Computing collaboration makes massive microscopy analyses possible
Posted 5/11/2022by Samuel Lopez
On any given day, microscopist Susan Lea, D.Phil., and her team at NCI at Frederick collect more data than can fit on any standard hard drive, creating a challenge for data storage and analysis.
Their average data collection is 5 terabytes, a quantity roughly 20 times the storage capacity of a 256-gigabyte laptop or the equivalent of storing about 1,250 movies.
The data come from a state-of-the-art Titan Krios microscope, a towering instrument that Lea’s team uses for cryo-electron microscopy (cryo-EM). Their unit is tremendously powerful, capable of capturing images at atomic-scale resolution. Since joining NCI at Frederick in 2020, Lea and her team in the Center for Structural Biology, part of NCI’s Center for Cancer Research, have used it to study the 3D structures of important molecular targets.
But the raw cryo-EM data obtained are the first step in the process. Only through rigorous refinement of the data can microscopists obtain the sought-after high-resolution images for which the technology is known.
The enormous scale of collected data requires an equally robust analysis, but it isn’t practical to upload mountains of files to an off-site computing cluster, such as the National Institutes of Health’s more than 105,000-processor Linux cluster, Biowulf in Bethesda, for analysis.
“[I’d] just be sitting there all the time waiting for my multiple terabytes of data to copy from one place to another so I could do something to them,” said Lea, who is chief of the Center for Structural Biology in addition to leading her laboratory.
The analysis must happen in Frederick with as little file movement as possible. Now it can, thanks to a partnership with the Enterprise Information Technology Directorate (EIT) at the Frederick National Laboratory.
Upgrades elevate computing capability
Jay Knight, director of the IT Operations Group, leads EIT’s infrastructure efforts to support Lea’s cryo-EM work. The project began in the spring of 2020, eight months before Lea and her laboratory arrived in Frederick from the University of Oxford in the United Kingdom. The long lead time was necessary, Knight said, since preparations and initial upgrades to the IT network took a minimum of six months.
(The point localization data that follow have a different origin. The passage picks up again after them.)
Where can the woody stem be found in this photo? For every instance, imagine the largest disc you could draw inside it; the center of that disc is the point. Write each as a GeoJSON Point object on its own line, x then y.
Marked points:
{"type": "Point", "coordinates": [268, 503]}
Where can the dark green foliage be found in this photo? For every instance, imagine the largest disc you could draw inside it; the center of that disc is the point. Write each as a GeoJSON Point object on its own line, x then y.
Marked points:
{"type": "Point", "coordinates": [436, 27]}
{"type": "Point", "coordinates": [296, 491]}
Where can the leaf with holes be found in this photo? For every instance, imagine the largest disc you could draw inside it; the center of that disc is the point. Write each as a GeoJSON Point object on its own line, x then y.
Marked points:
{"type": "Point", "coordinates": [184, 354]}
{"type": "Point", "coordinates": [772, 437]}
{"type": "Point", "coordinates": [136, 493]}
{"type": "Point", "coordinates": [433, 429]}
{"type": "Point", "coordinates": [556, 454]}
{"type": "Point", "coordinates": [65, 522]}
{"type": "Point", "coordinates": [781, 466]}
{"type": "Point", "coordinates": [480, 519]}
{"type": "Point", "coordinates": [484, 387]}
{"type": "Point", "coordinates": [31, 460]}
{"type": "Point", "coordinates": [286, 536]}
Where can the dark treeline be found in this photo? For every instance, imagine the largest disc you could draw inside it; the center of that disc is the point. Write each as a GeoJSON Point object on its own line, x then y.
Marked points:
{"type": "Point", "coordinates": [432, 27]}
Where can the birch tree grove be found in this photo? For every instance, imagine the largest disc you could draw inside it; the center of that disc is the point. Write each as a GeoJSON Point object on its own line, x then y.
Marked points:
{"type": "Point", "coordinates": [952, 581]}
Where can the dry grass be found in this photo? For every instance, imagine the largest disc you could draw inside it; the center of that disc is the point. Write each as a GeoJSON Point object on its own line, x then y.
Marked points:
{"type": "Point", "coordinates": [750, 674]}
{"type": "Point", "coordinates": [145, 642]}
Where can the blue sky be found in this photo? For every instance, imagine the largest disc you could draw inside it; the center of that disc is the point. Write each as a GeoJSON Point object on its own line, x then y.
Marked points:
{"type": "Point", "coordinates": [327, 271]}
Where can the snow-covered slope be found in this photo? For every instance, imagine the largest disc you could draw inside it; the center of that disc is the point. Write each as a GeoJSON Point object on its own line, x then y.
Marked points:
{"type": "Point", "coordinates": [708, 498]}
Knight’s team, specialists covering areas from high-performance computing to networking, installed new, tailored storage on the network. They increased the capacity for data upload to accommodate the volume generated from Lea’s laboratory. A series of firewall adjustments connected the Krios microscope to the network and created a secure location for its data.
Part of the computing environment had to be reconfigured for the analyses, with Frederick’s own newly resurrected high-performance computing cluster receiving an upgrade. All told, Knight said it was a complicated process with a “learning curve.”
“It’s good to learn new and better ways to do anything because we can now take that experience and spread it out to other workflows,” he said.
Partnership puts team at forefront
Though the initial framework is now in place, it’s an ongoing endeavor to not just maintain but also to enhance the process. Lea, Knight and colleagues met weekly since 2020 and remain in close communication about developing needs and opportunities. They continue to enhance the analytical capabilities for leading-edge cryo-EM without burdening the rest of the network.
“The computing [team] have been great, and they've been really interested in establishing a collaboration. I think that's what you need,” Lea said. “This isn't trivial computing to set up, and so we needed IT specialists who are interested in making it … work because you can't just go buy it off the shelf.”
Important contributions are coming from others, too. Hans Elmlund, Ph.D., a regular attendee at the weekly meetings and a senior investigator in the Center for Structural Biology, and his team designed the algorithm that analyzes the data from the Krios.
Their efforts, combined with EIT’s, made it possible for the microscope to upload its data and images while the hours-long scan is underway. This enables the computing cluster to get a jump-start on the analysis as the rest of the scan finishes, providing faster feedback that is crucial.
“When you stop your data collection session, not only do you know that you have collected enough data, but you also have capabilities to sort out the particles that are good from those that are of lower quality so that you can … generate the high-resolution 3D reconstruction straight after data collection is done,” Elmlund said. “We are in the forefront when it comes to this stream-processing aspect.”
For Knight, it’s thrilling to work with such attentive and invested scientists. He believes close partnerships facilitate ways to enhance Frederick’s computing capacity.
While that helps in the short term, it pays even greater dividends in the future: As the improved computing environment becomes available to other scientists in Frederick, more computational work and analyses can occur in-house rather than through Bethesda’s Biowulf or elsewhere. This saves time and effort.
Each improvement also leads to more enhancements. Lea and Knight’s teams already have multiple projects planned.
“Based on our experience with Dr. Lea, … we would like to take that model and see if we can bring it out to the rest of the [Frederick] scientific community, start more partnerships,” Knight said. “We’re here to help.”
Image caption: The support staff for the Frederick FRCE high-performance computing environment, members of EIT’s partnership with Lea’s laboratory. From left: Doug O’Neal, Jonathan Dill, and Geifei Qian.